Thursday, 23 March 2017

Should We "Double It"?

Bobby Jones was not big on practising. He believed the game was best learned by playing it. This was in part due to the fact that he was quickly bored by hitting balls from a flat lie and would find himself firing shots off at a machine gun pace and end up tired and disgusted by the whole process. He eventually only practised if he had something definite to work on or fix. Once that was done he went home and let his mind and body rest until he next teed it up.
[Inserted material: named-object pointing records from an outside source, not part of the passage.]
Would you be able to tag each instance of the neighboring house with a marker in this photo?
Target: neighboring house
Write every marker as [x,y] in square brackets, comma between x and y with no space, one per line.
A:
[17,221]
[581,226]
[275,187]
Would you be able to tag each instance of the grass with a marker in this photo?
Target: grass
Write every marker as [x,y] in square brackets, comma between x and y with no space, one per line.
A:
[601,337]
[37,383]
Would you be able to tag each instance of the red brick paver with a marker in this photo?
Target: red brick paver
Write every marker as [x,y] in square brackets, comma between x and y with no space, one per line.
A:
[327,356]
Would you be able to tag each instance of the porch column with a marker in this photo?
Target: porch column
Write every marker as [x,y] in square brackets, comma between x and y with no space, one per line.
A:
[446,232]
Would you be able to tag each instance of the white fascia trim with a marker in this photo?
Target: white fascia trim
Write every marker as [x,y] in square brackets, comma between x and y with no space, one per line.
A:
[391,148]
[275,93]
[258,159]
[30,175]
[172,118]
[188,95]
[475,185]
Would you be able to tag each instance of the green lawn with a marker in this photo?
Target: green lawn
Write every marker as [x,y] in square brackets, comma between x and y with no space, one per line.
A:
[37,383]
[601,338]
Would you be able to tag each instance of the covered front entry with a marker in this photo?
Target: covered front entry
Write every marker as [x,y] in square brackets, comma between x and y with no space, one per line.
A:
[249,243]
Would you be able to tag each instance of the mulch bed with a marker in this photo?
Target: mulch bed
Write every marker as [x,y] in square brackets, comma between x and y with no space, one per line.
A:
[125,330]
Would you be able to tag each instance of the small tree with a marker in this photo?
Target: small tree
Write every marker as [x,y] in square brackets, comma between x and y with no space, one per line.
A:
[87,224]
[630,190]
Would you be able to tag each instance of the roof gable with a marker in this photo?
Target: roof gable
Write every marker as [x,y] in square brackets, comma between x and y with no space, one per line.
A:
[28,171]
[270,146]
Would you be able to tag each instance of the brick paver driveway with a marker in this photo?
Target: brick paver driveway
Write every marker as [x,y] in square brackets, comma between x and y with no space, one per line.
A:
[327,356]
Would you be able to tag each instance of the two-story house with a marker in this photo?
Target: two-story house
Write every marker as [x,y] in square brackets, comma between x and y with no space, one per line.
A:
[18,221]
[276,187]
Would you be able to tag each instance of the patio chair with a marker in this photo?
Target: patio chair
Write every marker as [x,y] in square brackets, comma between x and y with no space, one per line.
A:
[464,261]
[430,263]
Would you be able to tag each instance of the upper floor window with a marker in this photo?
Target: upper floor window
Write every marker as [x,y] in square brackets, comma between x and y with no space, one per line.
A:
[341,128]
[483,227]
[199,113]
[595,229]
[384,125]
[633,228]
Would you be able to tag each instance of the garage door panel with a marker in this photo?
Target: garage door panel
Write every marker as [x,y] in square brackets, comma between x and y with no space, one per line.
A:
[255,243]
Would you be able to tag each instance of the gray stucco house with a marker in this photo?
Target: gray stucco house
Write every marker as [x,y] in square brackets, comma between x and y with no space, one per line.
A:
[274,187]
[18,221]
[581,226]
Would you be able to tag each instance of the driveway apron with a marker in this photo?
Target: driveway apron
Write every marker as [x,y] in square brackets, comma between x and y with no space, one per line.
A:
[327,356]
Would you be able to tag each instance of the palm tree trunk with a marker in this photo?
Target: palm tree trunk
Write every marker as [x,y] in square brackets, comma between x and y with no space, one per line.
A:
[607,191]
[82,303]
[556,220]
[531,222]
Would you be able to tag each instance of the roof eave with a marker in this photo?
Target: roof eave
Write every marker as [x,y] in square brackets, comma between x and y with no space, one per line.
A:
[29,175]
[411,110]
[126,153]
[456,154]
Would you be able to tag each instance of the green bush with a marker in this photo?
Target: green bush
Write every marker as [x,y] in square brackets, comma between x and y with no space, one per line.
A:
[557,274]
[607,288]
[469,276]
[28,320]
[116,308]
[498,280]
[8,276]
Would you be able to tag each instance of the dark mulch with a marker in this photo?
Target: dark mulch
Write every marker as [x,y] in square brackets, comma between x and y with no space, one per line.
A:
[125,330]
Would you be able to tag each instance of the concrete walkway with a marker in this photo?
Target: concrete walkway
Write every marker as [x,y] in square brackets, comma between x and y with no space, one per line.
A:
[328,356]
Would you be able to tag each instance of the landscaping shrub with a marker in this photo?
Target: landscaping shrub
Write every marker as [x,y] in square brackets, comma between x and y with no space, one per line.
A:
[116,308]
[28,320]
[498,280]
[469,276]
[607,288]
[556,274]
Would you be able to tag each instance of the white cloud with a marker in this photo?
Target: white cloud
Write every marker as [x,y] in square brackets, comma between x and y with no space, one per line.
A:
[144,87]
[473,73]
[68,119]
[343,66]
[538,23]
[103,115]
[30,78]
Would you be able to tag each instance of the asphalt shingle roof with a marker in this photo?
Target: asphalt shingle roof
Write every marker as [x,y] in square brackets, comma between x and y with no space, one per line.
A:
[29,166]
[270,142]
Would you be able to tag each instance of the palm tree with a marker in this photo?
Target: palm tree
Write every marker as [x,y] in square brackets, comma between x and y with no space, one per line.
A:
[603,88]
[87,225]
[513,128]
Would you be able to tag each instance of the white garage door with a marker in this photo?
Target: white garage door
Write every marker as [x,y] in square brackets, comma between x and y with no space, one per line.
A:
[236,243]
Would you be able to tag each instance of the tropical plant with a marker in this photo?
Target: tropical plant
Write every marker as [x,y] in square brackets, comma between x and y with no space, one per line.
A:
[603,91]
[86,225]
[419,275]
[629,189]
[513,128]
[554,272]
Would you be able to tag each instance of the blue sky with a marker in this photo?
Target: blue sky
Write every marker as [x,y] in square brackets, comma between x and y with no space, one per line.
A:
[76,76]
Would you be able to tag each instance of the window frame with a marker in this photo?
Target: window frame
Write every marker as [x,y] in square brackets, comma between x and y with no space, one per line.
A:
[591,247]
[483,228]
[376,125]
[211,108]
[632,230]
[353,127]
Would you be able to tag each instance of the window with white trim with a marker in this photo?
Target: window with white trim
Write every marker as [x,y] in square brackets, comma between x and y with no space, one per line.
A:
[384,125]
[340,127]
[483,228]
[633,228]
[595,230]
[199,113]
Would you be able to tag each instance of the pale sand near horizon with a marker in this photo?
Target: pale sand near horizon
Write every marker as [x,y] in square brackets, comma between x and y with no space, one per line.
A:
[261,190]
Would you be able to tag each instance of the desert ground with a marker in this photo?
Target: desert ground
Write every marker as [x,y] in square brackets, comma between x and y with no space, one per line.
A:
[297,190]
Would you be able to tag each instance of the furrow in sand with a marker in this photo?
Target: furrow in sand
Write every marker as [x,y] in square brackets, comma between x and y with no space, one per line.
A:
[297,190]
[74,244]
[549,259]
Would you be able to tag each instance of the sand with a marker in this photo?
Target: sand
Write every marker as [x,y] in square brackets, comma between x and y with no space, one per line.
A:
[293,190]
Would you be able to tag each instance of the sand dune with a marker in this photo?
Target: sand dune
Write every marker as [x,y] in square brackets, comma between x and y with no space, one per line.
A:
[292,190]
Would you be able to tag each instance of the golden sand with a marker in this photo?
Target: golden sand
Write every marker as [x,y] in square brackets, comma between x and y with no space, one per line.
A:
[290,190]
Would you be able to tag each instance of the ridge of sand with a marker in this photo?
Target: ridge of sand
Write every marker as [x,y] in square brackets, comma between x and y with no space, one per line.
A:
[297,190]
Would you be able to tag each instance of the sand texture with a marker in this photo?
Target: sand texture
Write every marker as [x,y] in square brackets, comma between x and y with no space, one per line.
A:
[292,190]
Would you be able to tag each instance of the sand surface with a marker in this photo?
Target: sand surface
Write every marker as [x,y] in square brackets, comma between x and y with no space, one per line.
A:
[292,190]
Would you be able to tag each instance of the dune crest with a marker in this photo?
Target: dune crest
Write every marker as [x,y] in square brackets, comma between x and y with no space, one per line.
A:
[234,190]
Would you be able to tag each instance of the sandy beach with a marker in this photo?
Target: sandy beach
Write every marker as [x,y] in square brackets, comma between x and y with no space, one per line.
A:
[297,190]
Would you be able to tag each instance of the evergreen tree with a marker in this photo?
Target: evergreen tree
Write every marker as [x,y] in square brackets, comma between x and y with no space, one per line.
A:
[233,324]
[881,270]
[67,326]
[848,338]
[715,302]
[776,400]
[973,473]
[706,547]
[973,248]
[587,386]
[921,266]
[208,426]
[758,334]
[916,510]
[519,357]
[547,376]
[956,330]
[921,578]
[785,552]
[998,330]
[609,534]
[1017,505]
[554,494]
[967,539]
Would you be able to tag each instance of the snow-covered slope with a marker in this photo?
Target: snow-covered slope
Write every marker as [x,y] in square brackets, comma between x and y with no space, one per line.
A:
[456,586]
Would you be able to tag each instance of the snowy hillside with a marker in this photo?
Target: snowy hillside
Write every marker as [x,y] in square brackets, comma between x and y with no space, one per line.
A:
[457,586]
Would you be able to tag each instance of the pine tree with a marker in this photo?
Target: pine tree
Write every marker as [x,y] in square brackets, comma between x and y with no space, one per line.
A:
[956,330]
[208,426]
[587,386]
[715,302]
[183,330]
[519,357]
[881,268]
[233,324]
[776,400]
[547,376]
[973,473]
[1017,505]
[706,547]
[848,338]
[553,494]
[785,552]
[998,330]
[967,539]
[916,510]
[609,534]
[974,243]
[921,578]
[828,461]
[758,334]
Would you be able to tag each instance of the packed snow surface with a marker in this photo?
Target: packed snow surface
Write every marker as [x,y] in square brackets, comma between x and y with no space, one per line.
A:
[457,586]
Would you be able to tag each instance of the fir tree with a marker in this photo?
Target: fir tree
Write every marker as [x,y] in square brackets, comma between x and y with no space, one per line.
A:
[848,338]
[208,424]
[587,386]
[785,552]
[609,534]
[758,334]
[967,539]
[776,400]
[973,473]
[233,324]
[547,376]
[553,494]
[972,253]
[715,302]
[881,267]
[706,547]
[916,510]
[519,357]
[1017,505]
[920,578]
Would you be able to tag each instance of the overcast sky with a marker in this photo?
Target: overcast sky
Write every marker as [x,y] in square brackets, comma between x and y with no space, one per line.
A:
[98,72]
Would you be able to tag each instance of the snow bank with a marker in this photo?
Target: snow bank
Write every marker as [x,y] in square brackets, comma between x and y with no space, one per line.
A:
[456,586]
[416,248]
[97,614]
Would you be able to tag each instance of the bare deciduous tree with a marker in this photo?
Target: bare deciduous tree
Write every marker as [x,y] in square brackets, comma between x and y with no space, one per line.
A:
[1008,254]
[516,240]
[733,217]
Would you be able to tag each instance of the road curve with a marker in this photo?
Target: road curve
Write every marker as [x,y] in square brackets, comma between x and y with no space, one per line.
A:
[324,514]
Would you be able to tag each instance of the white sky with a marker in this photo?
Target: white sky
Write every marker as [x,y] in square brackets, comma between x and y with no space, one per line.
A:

Ben Hogan absolutely loved to practise. A day he didn't practise was a day lost to him in his desire to perfect his shotmaking. Hogan's impact can definitely be seen in golf today, where practice is viewed as being absolutely essential for a top player. Hogan famously had Gary Player, who is one of golf's hardest workers and practisers, come to him for advice. He asked Gary to describe his practice sessions, to which he responded, "Double it."

Harvey Penick taught two very different golfers in Tom Kite and Ben Crenshaw. Tommy loved to practise. Ben wanted to play. Harvey had no issue with either of them. They were being true to their own personalities and both succeeded in the game they loved.

So, perhaps in golf, like life, we should avoid the word should. We need not feel guilty if we aren't spending hours hitting balls or working on some aspect of our game. We should practise if we have something to work out in our game, or if we are enjoying the process and want to practise. But if we haven't got the desire to practise, we shouldn't feel guilty. Perhaps that's just how we're wired. 

In the end, you can never, or should--there I used that word again--never knock a person for working hard on their game. But the fact still remains that the longest walk in golf is from the practice tee to the first tee; and there are lots of guys with grooved swings who can hit it perfectly on the practice tee, but struggle on the course. Golf is about much more than hitting balls. 

Still, I sometimes wonder if I'd be better if I practised harder. What if I "doubled it"? Fortunately, or unfortunately, the point is now pretty much moot because my back won't allow much practising even if I wanted to. So, I say, to thy own self be true. If you love to practise, good for you. If you don't, but love to play; no problem. Gary Player figured that the harder he practised the luckier he got. And that may be true for him, but my money would still be on Bobby Jones.